# An object 0.600 cm tall is placed 16.5 cm to the left of the vertex of a concave mirror having a...

## Question:

An object 0.600 cm tall is placed 16.5 cm to the left of the vertex of a concave mirror having a radius of curvature of 22.0 cm.

a) Draw a principle-ray diagram showing the formation of the image.

b) Calculate the position, size, orientation (erect or inverted), and nature (real or virtual) of the image.
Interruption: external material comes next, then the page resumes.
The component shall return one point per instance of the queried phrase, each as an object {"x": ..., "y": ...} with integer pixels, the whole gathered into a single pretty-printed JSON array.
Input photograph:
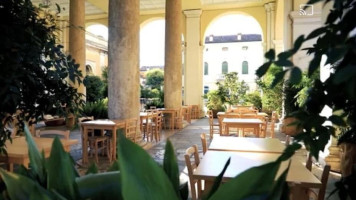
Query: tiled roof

## Image formation by a Concave Mirror and Mirror Formula:

Image formation by Concave Mirror

• When the object lies beyond the center of curvature, the image always forms in between the center of curvature and the focal point (focus of the mirror).
• When the object lies between the focal point and the mirror, the image always forms on the opposite side of the mirror.

Mirror formula

Mirror formula is relation between the object distance, image distances and the focal length of the mirror, It is expressed by the equation;

{eq}\dfrac {1}{v}+\dfrac {1}{u} = \dfrac {1}{f}\\ {/eq}

where,

• {eq}v {/eq} is the image distance,
• {eq}u {/eq} is the object distance and
• {eq}f {/eq} is the focal length of the mirror.

Given

• Height of the object is {eq}h_o= 0.6\ cm {/eq}
• Distance of object from the mirror is {eq}u= -16.5\ cm {/eq}
• Radius of curvature of the mirror is {eq}R= -22 \ cm {/eq}

Part (a)

The ray diagram of the current situation is shown in the figure below. In the above figure,

• AB is the object and A'B' is the image of that object.

Part (b)

As we know that the radius of curvature is given by;

{eq}\begin{align} R &= 2f\\ -22\ cm& = 2f\\ \implies f&= -11\ cm\\ \end{align} {/eq}

From the Mirror formula,

{eq}\begin{align} \dfrac {1}{f}&=\dfrac{1}{v}+\dfrac {1}{u}\\ \implies \dfrac{1}{v}&= \dfrac{1}{f}-\dfrac{1}{u}\\ \implies \dfrac{1}{v}&= \dfrac{1}{-11\ cm}- \dfrac{1}{-16.5\ cm}\\ \implies v &= -33\ cm\\ \end{align} {/eq}

The magnification of the image is given by;

{eq}\begin{align} m &= -\dfrac {v}{u}\\ \implies \dfrac{1}{2}&=-\dfrac {-33\ cm}{-16.5\ cm}\\ \implies m &= -2\\ \end{align} {/eq}

Also the magnification of the image is given by;

{eq}\begin{align} m &= \dfrac {h_i}{h_o}\\ \implies -2 &=\dfrac {h_i}{0.6\ cm}\\ \implies h_i&= -1.2\ cm\\ \end{align} {/eq}

Thus, the image formed at a distance of {eq}33\ cm {/eq} in front of the mirror, its height is 1.2 cm, it is real in nature and it is inverted.